Buddy was too rattled to answer. At last, when they found themselves at the crossroads of Otis and School Streets, he had to ask a
group of boys discussing a motor-bike on the corner, which he hated to do. By the time they found the house and pulled into the covered car park alongside, he was cursing under his breath and his hands were shaking.
‘He gets easily upset,’ Verna Legge had told Ida in the No-name Laundromat
Too right, he did. When he had unlocked the front door, he forgot to pick up Ida and carry her over the sill, as he had promised. He walked into the house, switching on all the lights, and went right through into the kitchen at the back to run water and sluice his face.
‘Come back here!’ Ida stood on the wooden front step in her good coat with the Peter Pan velvet collar over the white dress.
Her shout brought him. He looked hastily to right and left to see if any neighbours had heard Ida and come out to look, then scooped her up and carried her easily into the bare house, kicking the door shut behind him. When he bent to put her down, Ida clung round his neck and giggled. He squeezed her tightly and kissed her with his wet face, and she made him carry her into the kitchen, kicking off her silver shoes as they went.
There was a stove and a sink and a refrigerator and a washing-machine, but they only had two chairs and a card table in the living-room, and a bed upstairs.
There was some beer in the fridge. Ida didn’t drink much of hers because she didn’t want it to repeat on her in bed. Buddy drank quite a lot, stopped being jittery and became sentimental. He even mooed to her, ‘Don’t ever leave me, Ah-eye-da.’
He carried her up the stairs, because that had gone well for both of them downstairs, had a quick but satisfactory bash at her, and went to sleep.
That was all right. When Ida was twelve, sex had turned out to be less exhilarating than the magazines made out, and nothing that had happened to her since Pa had changed her mind.

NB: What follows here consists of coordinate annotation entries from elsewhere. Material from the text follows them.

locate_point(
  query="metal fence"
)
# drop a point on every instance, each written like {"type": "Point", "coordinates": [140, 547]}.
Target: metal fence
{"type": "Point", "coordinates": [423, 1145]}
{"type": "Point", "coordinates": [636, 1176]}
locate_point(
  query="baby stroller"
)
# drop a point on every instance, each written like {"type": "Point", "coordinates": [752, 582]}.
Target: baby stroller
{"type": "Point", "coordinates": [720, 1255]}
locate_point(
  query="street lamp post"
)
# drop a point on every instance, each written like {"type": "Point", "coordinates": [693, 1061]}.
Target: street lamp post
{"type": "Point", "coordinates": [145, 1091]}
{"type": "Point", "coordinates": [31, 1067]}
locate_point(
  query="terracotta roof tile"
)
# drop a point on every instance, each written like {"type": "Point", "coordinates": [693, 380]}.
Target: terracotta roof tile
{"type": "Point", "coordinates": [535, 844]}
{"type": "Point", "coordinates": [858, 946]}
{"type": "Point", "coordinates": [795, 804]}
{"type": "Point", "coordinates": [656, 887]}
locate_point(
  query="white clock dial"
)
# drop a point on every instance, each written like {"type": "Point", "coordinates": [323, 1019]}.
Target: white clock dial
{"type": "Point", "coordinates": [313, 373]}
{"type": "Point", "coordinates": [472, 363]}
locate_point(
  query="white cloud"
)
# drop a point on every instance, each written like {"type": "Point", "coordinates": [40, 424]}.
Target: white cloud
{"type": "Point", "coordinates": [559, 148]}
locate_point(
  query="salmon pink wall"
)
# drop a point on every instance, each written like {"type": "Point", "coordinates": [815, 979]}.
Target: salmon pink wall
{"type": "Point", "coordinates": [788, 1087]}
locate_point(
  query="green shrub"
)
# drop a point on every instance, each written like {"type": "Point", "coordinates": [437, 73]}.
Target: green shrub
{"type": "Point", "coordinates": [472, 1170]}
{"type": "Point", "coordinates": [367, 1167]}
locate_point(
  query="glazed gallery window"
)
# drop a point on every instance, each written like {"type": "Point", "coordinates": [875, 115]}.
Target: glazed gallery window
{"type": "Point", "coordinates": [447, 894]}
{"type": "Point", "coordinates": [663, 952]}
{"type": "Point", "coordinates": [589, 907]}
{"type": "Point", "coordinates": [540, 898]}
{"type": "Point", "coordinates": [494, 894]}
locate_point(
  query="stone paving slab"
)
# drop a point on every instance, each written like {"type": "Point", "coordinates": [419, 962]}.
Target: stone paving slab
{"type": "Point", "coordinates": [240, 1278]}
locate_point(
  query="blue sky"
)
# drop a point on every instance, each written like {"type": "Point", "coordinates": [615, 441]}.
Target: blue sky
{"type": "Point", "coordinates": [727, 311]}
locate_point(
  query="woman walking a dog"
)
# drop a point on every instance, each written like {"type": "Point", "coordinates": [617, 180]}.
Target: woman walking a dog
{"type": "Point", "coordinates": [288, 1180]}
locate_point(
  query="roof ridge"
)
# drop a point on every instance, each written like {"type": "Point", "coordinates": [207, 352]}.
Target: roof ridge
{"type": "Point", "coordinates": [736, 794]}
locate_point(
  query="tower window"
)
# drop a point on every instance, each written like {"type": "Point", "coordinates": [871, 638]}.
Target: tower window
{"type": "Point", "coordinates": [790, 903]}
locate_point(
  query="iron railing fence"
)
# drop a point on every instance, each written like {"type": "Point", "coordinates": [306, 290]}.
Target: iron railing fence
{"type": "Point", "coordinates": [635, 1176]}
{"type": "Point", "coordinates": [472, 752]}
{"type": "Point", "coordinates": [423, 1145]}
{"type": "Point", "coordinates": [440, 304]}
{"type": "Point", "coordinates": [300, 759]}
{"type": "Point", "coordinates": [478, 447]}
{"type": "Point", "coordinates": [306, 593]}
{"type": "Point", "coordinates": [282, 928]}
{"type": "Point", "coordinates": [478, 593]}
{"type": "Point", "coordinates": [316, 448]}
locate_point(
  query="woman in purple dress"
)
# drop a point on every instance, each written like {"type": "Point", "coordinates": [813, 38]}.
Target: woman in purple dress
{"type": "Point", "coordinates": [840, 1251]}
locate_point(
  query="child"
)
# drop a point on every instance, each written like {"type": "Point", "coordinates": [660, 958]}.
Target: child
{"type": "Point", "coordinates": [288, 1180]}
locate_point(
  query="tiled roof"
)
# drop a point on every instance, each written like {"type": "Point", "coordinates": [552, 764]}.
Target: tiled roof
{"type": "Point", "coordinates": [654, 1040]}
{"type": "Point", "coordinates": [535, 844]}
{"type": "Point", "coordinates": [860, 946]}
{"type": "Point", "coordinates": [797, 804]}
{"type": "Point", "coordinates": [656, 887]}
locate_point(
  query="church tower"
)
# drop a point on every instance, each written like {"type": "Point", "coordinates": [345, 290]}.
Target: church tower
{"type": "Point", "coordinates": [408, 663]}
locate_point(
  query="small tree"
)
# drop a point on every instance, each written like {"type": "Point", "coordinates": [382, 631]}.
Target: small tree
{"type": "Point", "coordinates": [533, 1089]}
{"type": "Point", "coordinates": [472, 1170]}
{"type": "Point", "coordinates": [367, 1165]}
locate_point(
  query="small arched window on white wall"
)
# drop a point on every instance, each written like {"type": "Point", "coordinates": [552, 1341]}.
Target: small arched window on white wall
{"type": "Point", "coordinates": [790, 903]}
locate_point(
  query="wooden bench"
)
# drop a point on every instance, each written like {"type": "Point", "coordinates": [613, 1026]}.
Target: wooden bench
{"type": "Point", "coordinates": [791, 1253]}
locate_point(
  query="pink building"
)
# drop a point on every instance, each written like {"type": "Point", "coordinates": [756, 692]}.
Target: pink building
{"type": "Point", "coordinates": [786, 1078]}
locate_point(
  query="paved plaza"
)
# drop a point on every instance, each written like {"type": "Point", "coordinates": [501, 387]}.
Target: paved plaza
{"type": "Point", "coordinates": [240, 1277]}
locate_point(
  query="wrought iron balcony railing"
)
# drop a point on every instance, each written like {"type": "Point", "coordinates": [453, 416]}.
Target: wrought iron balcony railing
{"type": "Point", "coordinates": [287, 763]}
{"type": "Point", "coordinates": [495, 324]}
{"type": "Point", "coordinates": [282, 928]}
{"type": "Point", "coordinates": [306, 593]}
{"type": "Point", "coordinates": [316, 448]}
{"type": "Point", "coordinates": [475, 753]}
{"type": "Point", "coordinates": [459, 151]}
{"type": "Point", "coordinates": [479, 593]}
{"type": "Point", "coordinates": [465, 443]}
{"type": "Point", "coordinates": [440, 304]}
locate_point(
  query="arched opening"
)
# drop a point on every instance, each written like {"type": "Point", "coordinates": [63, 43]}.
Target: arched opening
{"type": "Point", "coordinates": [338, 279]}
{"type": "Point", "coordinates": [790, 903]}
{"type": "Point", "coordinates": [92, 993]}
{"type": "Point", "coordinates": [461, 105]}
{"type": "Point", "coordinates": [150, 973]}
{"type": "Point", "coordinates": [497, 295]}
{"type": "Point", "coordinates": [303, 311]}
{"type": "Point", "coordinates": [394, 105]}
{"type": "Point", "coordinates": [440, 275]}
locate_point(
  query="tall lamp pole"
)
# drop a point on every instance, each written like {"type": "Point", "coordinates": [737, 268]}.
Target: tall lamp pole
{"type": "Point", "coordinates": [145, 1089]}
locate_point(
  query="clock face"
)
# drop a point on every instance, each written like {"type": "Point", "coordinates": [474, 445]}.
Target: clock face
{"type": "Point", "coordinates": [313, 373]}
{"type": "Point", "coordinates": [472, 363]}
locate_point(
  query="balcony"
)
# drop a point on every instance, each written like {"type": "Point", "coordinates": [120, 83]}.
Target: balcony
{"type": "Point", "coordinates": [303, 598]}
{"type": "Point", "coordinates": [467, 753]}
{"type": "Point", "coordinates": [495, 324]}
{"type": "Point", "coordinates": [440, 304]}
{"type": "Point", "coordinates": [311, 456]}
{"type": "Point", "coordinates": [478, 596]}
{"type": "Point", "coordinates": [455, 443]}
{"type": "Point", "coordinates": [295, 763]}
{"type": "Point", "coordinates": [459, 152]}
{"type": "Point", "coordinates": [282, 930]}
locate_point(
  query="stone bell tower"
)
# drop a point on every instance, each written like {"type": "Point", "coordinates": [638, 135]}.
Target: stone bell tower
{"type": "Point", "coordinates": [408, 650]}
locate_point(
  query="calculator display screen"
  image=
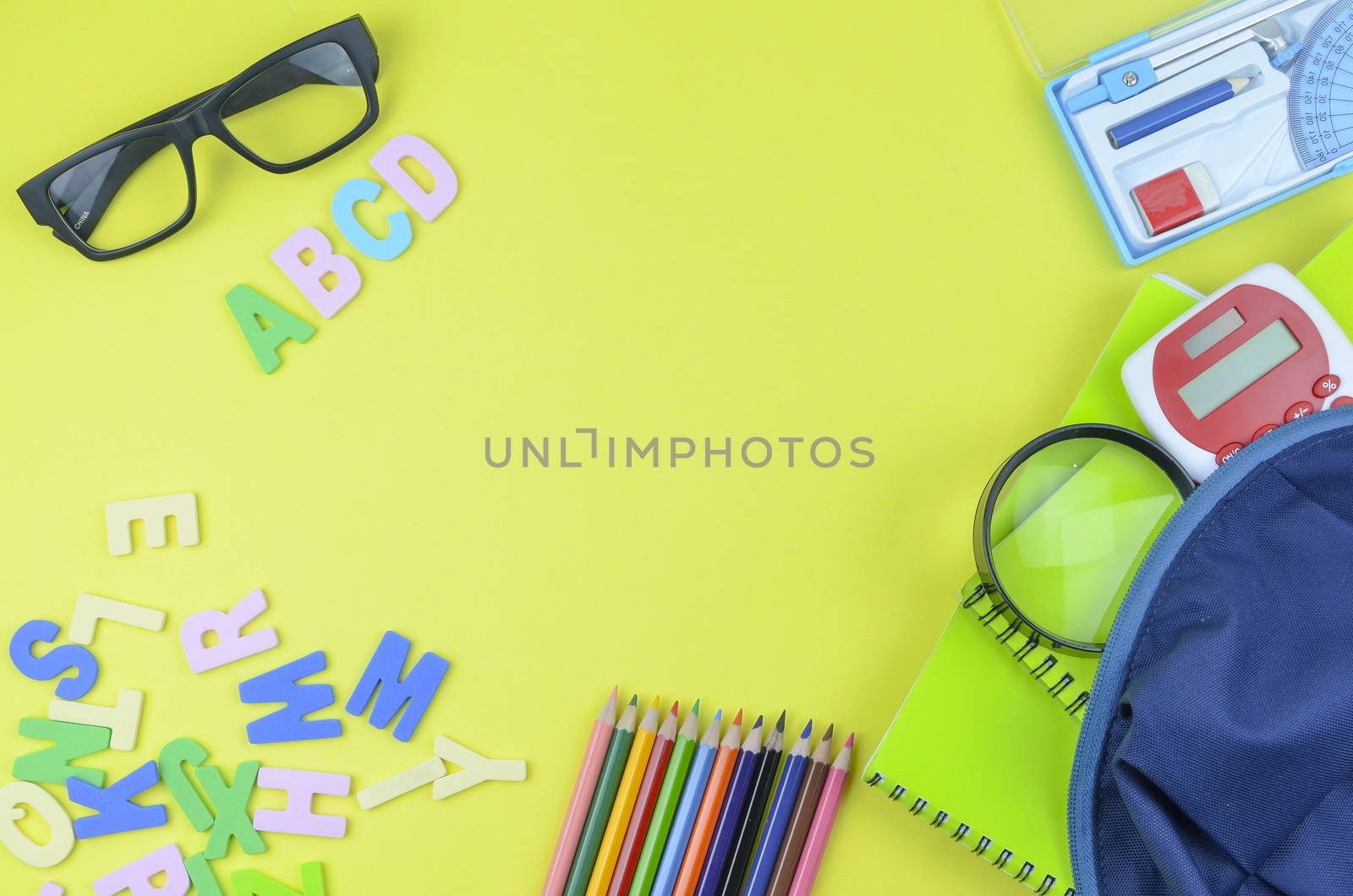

Buddy woke in a foul mood and went off to work, hardly speaking to her. That was all right too. Best thing about playing house was having it to yourself all day. Ida stood in the kitchen in her nightgown and bare feet. The house was warm. The refrigerator made a responsible whirring sound. My own home! She stroked counters and door frames, and furnished the house in her mind with flowered wallpaper and bright-coloured chairs and carpets. She had bread and grape jelly and tea without milk. Among the few groceries Buddy had got in, he had remembered tea. She thought of him fondly.